The researchers surgically removed the infected caterpillars’ eyes. After placing them in a box, they found that the number of blinded insects moving to the light became one-fourth of the total number of unaltered infected insects. This showed that the virus was affecting caterpillars’ vision.
The researchers then compared the active genes of various body parts in infected and uninfected caterpillars. They detected that two opsin genes and TRPL were highly active after the infection. The opsin genes are light-sensitive proteins important for vision, and TRPL is a gene that converts light into electrical signals.

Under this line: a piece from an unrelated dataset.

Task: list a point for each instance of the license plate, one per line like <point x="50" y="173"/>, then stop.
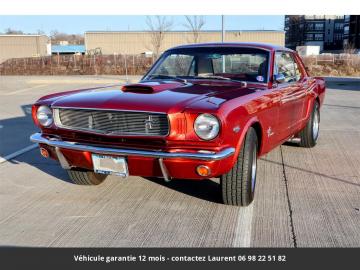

The team used the gene-editing tool CRISPR/Cas9 to shut off the TRPL and opsin genes in the infected caterpillars and concluded that the number of the infected hosts moving to the light was reduced to half. Also, the count of caterpillar death on top of the mesh was reduced.
“Baculoviruses appear capable of commandeering the genetic architecture of caterpillar vision, exploiting an ancient importance of light for insects,” said Liu.
Light plays a crucial role in insects’ biological processes such as directing their developmental timing and setting their migration routes.
“These viruses were already known to be master manipulators in other ways, tweaking their hosts’ sense of smell, moulting patterns and the programmed death of cells,” said Lorena Passarelli, a virologist at Kansas State University in Manhattan.
More research is required to find which specific virus’s genes are responsible for turning caterpillars into sunlight-chasing zombies.